Гэй рассмеялась, но я и не думала шутить. Я скучала по своей комнате, по фирменным омлетам Фила и даже по куриным котлетам Гэй.

* * *

Пометив что-то в ежедневнике, Гэй повернулась ко мне:

– Оказывается, сегодня у Лорейн день рождения.

– Знаю, – кивнула я в ответ.

– Хочешь поздравить ее?

– Ну ладно.

Гэй набрала номер и спросила у мамы, удобно ли ей разговаривать. Я стояла рядом, грызя заусеницу. Гэй протянула трубку мне и отошла в дальний угол комнаты.

Послышался мамин голос, хрипловатый, как у джазовой певицы.

– Привет, – проговорила она. Я представила себе, как она стоит у телефона, в узких джинсах и сандалиях на высоком каблуке. – Как дела?

– Отлично!
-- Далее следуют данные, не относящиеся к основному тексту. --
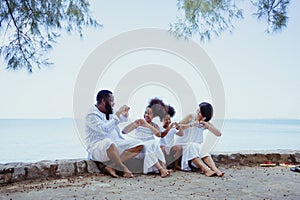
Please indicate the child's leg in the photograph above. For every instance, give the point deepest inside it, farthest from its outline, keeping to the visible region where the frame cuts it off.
(177, 152)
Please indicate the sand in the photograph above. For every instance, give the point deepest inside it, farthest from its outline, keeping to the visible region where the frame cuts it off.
(238, 183)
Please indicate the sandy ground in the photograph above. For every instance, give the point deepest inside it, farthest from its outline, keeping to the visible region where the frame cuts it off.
(238, 183)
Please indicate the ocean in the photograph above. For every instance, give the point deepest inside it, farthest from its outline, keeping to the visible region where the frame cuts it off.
(32, 140)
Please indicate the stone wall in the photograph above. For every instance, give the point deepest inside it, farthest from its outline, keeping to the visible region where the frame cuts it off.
(16, 172)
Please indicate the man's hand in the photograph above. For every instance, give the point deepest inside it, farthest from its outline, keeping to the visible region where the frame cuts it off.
(123, 111)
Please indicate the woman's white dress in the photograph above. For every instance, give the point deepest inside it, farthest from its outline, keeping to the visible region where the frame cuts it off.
(152, 152)
(191, 142)
(168, 141)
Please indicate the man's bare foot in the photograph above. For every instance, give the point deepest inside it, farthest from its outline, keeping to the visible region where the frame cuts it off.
(111, 171)
(210, 173)
(164, 172)
(127, 173)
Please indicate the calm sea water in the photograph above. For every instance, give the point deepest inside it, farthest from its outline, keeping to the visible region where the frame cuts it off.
(30, 140)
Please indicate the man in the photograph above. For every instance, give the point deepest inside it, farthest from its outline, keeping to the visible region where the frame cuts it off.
(103, 138)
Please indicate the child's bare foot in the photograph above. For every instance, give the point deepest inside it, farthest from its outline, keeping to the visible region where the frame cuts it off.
(127, 173)
(164, 172)
(220, 174)
(210, 173)
(111, 171)
(177, 167)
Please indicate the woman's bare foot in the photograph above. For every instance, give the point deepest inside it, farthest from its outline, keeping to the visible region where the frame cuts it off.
(220, 174)
(164, 172)
(111, 171)
(210, 173)
(177, 167)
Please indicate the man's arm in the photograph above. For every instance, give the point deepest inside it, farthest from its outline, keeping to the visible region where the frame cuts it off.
(96, 123)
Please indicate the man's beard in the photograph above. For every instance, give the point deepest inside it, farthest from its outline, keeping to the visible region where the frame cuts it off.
(108, 110)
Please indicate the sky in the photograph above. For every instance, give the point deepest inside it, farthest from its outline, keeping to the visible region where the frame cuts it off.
(259, 71)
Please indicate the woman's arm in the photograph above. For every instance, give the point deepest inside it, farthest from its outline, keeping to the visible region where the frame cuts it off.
(165, 132)
(211, 128)
(187, 119)
(154, 129)
(130, 127)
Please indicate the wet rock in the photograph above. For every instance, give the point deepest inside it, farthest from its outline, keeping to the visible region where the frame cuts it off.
(81, 167)
(65, 168)
(92, 167)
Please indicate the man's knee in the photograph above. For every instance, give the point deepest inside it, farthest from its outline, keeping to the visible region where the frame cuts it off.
(112, 147)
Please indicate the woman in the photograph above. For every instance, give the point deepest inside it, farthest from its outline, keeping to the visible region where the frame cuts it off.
(146, 131)
(192, 141)
(168, 133)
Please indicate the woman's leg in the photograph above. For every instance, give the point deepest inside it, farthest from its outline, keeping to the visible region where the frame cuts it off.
(162, 170)
(177, 152)
(201, 165)
(113, 155)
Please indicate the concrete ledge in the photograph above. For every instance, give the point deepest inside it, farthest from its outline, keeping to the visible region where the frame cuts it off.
(16, 172)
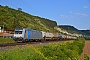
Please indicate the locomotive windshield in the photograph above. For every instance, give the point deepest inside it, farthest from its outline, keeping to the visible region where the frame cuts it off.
(18, 32)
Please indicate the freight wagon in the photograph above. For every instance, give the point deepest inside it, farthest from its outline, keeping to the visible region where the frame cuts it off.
(24, 34)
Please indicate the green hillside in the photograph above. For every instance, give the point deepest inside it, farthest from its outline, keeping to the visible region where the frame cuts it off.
(72, 29)
(12, 19)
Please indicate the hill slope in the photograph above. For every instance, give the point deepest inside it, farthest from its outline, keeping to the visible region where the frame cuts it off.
(72, 30)
(12, 19)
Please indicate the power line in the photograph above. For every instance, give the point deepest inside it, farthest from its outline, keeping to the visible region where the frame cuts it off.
(10, 4)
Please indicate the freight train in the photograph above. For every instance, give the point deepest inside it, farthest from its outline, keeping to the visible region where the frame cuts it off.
(25, 34)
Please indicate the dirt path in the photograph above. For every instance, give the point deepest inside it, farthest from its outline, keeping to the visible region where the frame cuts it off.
(86, 50)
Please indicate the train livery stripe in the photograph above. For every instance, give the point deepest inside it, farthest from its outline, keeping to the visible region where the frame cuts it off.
(28, 34)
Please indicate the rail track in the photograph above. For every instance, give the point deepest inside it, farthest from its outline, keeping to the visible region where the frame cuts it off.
(10, 46)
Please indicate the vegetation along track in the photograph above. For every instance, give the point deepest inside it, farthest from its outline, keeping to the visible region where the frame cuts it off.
(6, 47)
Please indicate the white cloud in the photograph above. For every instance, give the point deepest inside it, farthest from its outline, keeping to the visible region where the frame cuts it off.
(63, 16)
(85, 7)
(70, 12)
(83, 15)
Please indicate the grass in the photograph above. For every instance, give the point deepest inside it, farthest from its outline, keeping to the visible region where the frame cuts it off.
(6, 40)
(59, 51)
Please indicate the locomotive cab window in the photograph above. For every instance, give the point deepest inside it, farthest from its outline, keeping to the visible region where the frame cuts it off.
(18, 32)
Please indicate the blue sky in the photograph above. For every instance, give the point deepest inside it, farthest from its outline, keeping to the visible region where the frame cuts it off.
(64, 12)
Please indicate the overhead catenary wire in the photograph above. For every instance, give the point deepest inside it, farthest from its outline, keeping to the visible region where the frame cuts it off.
(29, 6)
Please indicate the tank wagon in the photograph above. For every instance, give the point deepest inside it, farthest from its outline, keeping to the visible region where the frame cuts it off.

Меня приняли в самую сильную команду по софтболу. – Я стала ходить по кабинету Гэй, продолжая болтать. – Перешла в восьмой класс и учусь по программе для одаренных детей. – Затем я рассказала, где мы успели побывать, и добавила: – А в Лос-Анжелесе мне накупили кучу одежды.

– Надо же, как ты изменилась, – ответила мама. – Настоящая калифорнийская девушка!

Мне пришлось облокотиться на спинку кресла, чтобы не упасть. Гэй почуяла неладное и подошла ко мне. Я отставила трубку от уха, но пришел мой черед говорить, а говорить мне было нечего. Не проронив больше ни слова, я сунула трубку в руку Гэй и вылетела из комнаты. Гэй сбросила вызов и побежала за мной.

– А чего она ждала? – завопила я. – Что мне вечно будет семь лет? – Гэй слушала, не перебивая. – Чем плохо учиться на «отлично» и заниматься спортом? Чем плохо вести интересную жизнь? Как она может… – я помедлила, подыскивая нужное слово, – …завидовать собственной дочери!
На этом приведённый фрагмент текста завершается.